Wednesday, February 15, 2012

Oh come on

I really don't get this. A mother sends her pre-schooler to school with a turkey and cheese sandwich, a banana, apple juice, and potato chips. The school decides that's not healthy enough so they purchase a lunch for the child and charge it to the mother. The child eats three chicken nuggets from the purchased meal and nothing from the brought lunch.

From first through eighth grade my sack lunch consisted of an apple and a peanut butter sandwich. Not a peanut butter and jelly sandwich, just a peanut butter sandwich. I bought milk at school and drank water from the water fountains. I remember being disgruntled at my lunches but it got me through the day. That pre-schooler had a veritable feast compared to what I got as an eighth-grader. The mother points out, rightly, that she knows what her child will and won't eat, and she is able to pack her lunches accordingly. And that's a pretty healthy lunch, after all.

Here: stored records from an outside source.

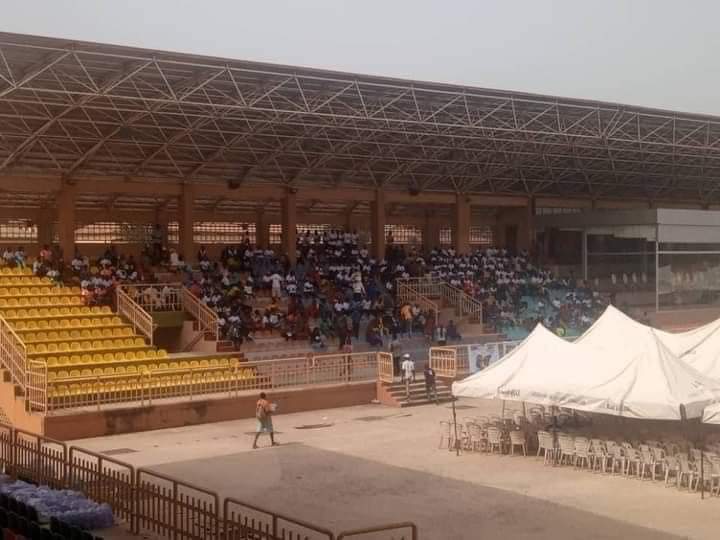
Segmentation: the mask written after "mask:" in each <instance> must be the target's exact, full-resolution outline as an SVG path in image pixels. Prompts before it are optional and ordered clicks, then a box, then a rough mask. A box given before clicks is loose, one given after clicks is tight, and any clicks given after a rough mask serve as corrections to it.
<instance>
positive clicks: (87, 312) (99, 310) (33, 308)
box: [3, 306, 112, 321]
mask: <svg viewBox="0 0 720 540" xmlns="http://www.w3.org/2000/svg"><path fill="white" fill-rule="evenodd" d="M110 314H112V311H111V310H110V308H109V307H108V306H93V307H88V306H82V307H81V306H74V307H52V308H28V309H23V308H16V309H4V310H3V317H5V319H6V320H8V321H13V320H18V319H19V320H22V319H45V318H48V317H52V318H55V317H68V316H69V315H71V316H72V315H74V316H79V317H83V316H90V315H110Z"/></svg>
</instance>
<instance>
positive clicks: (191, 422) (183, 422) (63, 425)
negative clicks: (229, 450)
mask: <svg viewBox="0 0 720 540" xmlns="http://www.w3.org/2000/svg"><path fill="white" fill-rule="evenodd" d="M266 392H267V394H268V398H269V399H270V400H271V401H272V402H274V403H277V404H278V411H279V412H281V413H292V412H302V411H311V410H318V409H331V408H335V407H348V406H352V405H367V404H369V403H370V402H371V401H373V400H374V399H375V398H376V386H375V382H362V383H350V384H336V385H326V386H313V387H312V388H297V389H293V390H274V391H272V390H267V391H266ZM257 399H258V392H257V391H252V392H247V393H244V394H242V395H238V396H237V397H232V398H217V397H212V396H200V397H196V398H193V399H192V400H188V399H187V398H181V399H164V400H156V401H153V403H152V404H151V405H147V404H146V405H141V404H123V405H122V406H116V407H108V408H103V409H102V410H91V409H77V410H66V411H63V412H62V413H60V414H56V415H50V416H47V417H45V426H44V435H45V436H46V437H50V438H52V439H56V440H61V441H67V440H72V439H85V438H89V437H102V436H104V435H116V434H121V433H133V432H136V431H149V430H153V429H163V428H172V427H180V426H190V425H196V424H205V423H210V422H223V421H227V420H238V419H242V418H253V417H254V416H255V402H256V401H257Z"/></svg>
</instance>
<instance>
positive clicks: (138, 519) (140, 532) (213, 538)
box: [135, 469, 221, 540]
mask: <svg viewBox="0 0 720 540" xmlns="http://www.w3.org/2000/svg"><path fill="white" fill-rule="evenodd" d="M135 495H136V499H137V504H136V505H135V533H136V534H151V535H154V536H157V537H159V538H171V539H173V540H176V539H182V540H184V539H196V538H198V539H199V538H202V539H204V540H218V539H219V538H220V521H221V520H220V508H221V507H220V497H219V495H218V494H217V493H215V492H213V491H210V490H207V489H205V488H202V487H198V486H194V485H192V484H188V483H187V482H183V481H180V480H176V479H175V478H171V477H169V476H165V475H162V474H158V473H156V472H153V471H149V470H147V469H138V470H137V472H136V477H135Z"/></svg>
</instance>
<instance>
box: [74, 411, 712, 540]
mask: <svg viewBox="0 0 720 540" xmlns="http://www.w3.org/2000/svg"><path fill="white" fill-rule="evenodd" d="M460 405H461V409H460V410H459V411H458V415H459V418H462V417H463V416H474V415H480V414H487V413H488V412H490V411H493V410H496V408H497V406H498V405H497V404H496V403H494V402H487V401H481V400H463V401H462V402H461V404H460ZM466 407H467V408H466ZM449 417H450V408H449V406H445V405H443V406H435V405H429V406H424V407H416V408H411V409H402V410H400V409H391V408H386V407H383V406H379V405H368V406H360V407H349V408H344V409H333V410H326V411H314V412H308V413H298V414H292V415H282V414H279V415H278V416H277V417H276V418H275V427H276V429H278V430H279V431H280V433H279V434H278V440H279V441H280V442H281V443H282V445H281V446H280V447H277V448H267V447H265V448H261V449H259V450H256V451H253V450H251V448H250V446H251V443H252V431H253V429H254V420H239V421H234V422H224V423H218V424H208V425H204V426H193V427H187V428H175V429H168V430H162V431H155V432H146V433H137V434H131V435H118V436H113V437H104V438H99V439H89V440H83V441H75V444H77V445H78V446H81V447H85V448H88V449H90V450H95V451H101V452H106V451H114V452H112V453H115V454H116V457H117V458H119V459H122V460H124V461H127V462H129V463H132V464H134V465H137V466H144V467H149V468H151V469H153V470H156V471H158V472H161V473H164V474H168V475H171V476H175V477H177V478H180V479H183V480H185V481H188V482H191V483H194V484H198V485H200V486H204V487H206V488H209V489H212V490H216V491H218V492H219V493H220V495H221V496H232V497H235V498H237V499H240V500H243V501H247V502H252V503H255V504H257V505H260V506H263V507H268V508H269V509H273V510H275V511H278V512H281V513H284V514H286V515H289V516H294V517H298V518H300V519H303V520H306V521H310V522H313V523H316V524H318V525H321V526H325V527H328V528H330V529H332V530H334V531H336V532H338V531H339V530H341V529H348V528H354V527H361V526H367V525H369V524H381V523H386V522H397V521H405V520H410V521H414V522H415V523H417V524H418V526H419V528H420V538H422V539H423V540H435V539H438V540H441V539H458V540H461V539H468V540H475V539H478V538H511V539H516V538H517V539H523V538H532V539H548V540H549V539H553V540H564V539H575V538H581V537H582V538H585V539H588V538H592V539H595V538H598V539H602V538H641V539H642V538H648V539H650V538H653V539H665V538H668V539H669V538H698V539H702V538H707V539H710V538H713V539H714V538H717V532H718V529H719V528H720V517H718V516H720V498H717V497H713V498H710V499H708V500H705V501H701V500H700V497H699V495H696V494H689V493H687V492H680V491H678V490H676V489H674V488H664V487H663V485H662V484H661V483H657V482H656V483H653V482H650V481H639V480H628V479H625V478H620V477H609V476H607V475H600V474H593V473H589V472H579V471H575V470H572V469H570V468H565V467H563V468H553V467H545V466H543V464H542V460H538V459H536V458H534V457H533V458H522V457H505V456H487V455H479V454H471V453H467V454H463V455H461V456H460V457H456V456H455V454H454V453H451V452H448V451H447V450H440V449H438V440H439V428H438V423H439V421H440V420H447V419H449ZM324 423H330V424H332V425H331V426H330V427H320V428H314V429H298V428H300V427H302V426H305V425H316V424H324ZM261 442H262V443H264V444H265V445H267V444H268V443H269V441H267V440H262V441H261ZM119 449H124V450H120V452H124V453H121V454H120V455H117V451H118V450H119Z"/></svg>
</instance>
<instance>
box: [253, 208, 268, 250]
mask: <svg viewBox="0 0 720 540" xmlns="http://www.w3.org/2000/svg"><path fill="white" fill-rule="evenodd" d="M268 227H269V226H268V223H267V220H266V217H265V209H264V208H262V207H258V209H257V213H256V214H255V245H256V246H257V247H258V249H267V248H268V246H269V245H270V229H269V228H268Z"/></svg>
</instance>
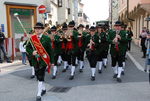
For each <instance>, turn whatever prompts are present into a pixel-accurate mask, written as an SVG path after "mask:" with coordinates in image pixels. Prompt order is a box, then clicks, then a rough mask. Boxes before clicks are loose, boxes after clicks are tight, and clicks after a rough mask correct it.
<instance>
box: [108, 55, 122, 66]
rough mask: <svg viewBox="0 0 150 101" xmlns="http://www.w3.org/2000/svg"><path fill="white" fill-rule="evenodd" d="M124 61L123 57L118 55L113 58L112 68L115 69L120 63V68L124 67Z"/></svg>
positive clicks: (114, 56)
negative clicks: (116, 66) (114, 68)
mask: <svg viewBox="0 0 150 101" xmlns="http://www.w3.org/2000/svg"><path fill="white" fill-rule="evenodd" d="M123 59H124V56H123V55H119V54H116V55H113V56H111V61H112V64H111V65H112V67H115V66H116V65H117V63H118V66H119V67H122V66H123V64H122V62H123Z"/></svg>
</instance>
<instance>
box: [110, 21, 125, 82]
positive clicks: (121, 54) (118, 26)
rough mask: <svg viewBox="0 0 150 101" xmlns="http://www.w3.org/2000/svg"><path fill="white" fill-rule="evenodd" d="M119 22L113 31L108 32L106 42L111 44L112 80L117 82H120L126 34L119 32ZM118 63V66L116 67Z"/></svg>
mask: <svg viewBox="0 0 150 101" xmlns="http://www.w3.org/2000/svg"><path fill="white" fill-rule="evenodd" d="M121 24H122V23H121V22H120V21H116V22H115V26H114V28H115V30H113V31H110V33H109V36H108V40H109V42H110V44H111V47H110V54H111V60H112V62H111V65H112V68H113V70H114V76H113V77H114V78H117V81H118V82H121V81H122V80H121V73H122V67H123V63H122V62H123V58H124V54H125V52H126V46H125V44H126V40H127V38H126V33H125V32H124V31H122V30H121ZM117 63H118V66H117Z"/></svg>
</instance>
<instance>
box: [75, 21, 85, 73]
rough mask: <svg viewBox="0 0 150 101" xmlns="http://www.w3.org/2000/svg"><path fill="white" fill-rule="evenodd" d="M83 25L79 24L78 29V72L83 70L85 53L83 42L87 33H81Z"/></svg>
mask: <svg viewBox="0 0 150 101" xmlns="http://www.w3.org/2000/svg"><path fill="white" fill-rule="evenodd" d="M83 28H84V25H82V24H80V25H79V27H78V52H77V59H78V61H79V68H80V70H79V72H83V68H84V63H83V61H84V52H85V47H86V46H85V44H86V43H85V41H86V35H87V32H84V31H83Z"/></svg>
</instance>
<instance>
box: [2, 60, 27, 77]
mask: <svg viewBox="0 0 150 101" xmlns="http://www.w3.org/2000/svg"><path fill="white" fill-rule="evenodd" d="M24 67H26V65H23V64H22V61H21V60H14V61H13V62H12V63H7V62H3V63H1V64H0V75H4V74H8V73H11V72H14V71H15V70H19V69H23V68H24Z"/></svg>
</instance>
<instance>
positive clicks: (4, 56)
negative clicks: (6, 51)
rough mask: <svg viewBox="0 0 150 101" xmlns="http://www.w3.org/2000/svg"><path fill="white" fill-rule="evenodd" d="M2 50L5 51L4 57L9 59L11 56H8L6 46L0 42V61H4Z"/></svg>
mask: <svg viewBox="0 0 150 101" xmlns="http://www.w3.org/2000/svg"><path fill="white" fill-rule="evenodd" d="M1 52H3V54H4V57H5V58H6V61H9V58H8V57H7V54H6V51H5V47H4V45H3V44H0V61H2V57H1Z"/></svg>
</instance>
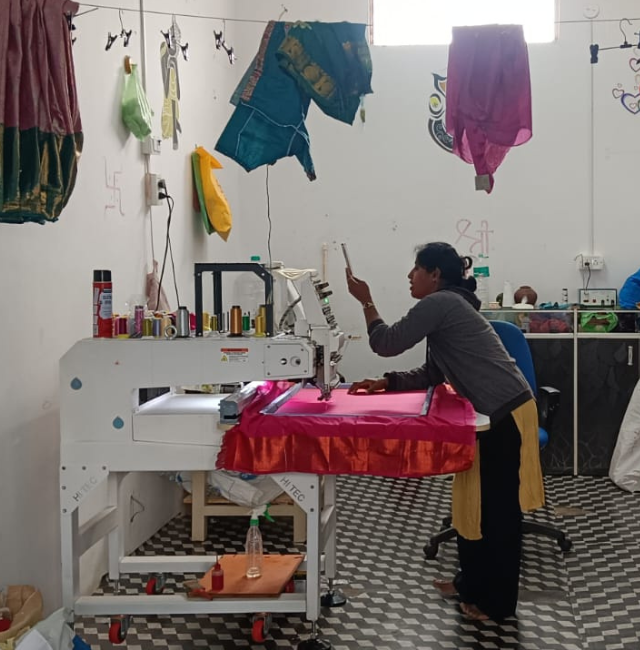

For the school to step in and interfere with her child's diet is disturbing to me.



Update (16 Feb): In Belgium you start sending your kids to school pretty early, when they're three years old -- although really it's more like organized play time. We have some very close friends, fellow expatriots, who have a diabetic child and they refused to send him to school because of it. They knew the difference between when he was just acting up and when his behavior indicated something about his blood-sugar level. When they'd go shopping in the middle of the day with their child, they'd get stares, and sometimes even accusations: "Why isn't your child in school?" But they wouldn't budge because their child's diet had a direct and immediate connection to their child's health. Maybe my strong negative reaction to this story was fueled by thinking of my friends (who are back in the States now) and the idea of a bureaucrat deciding that he knows better what to feed their child than they do.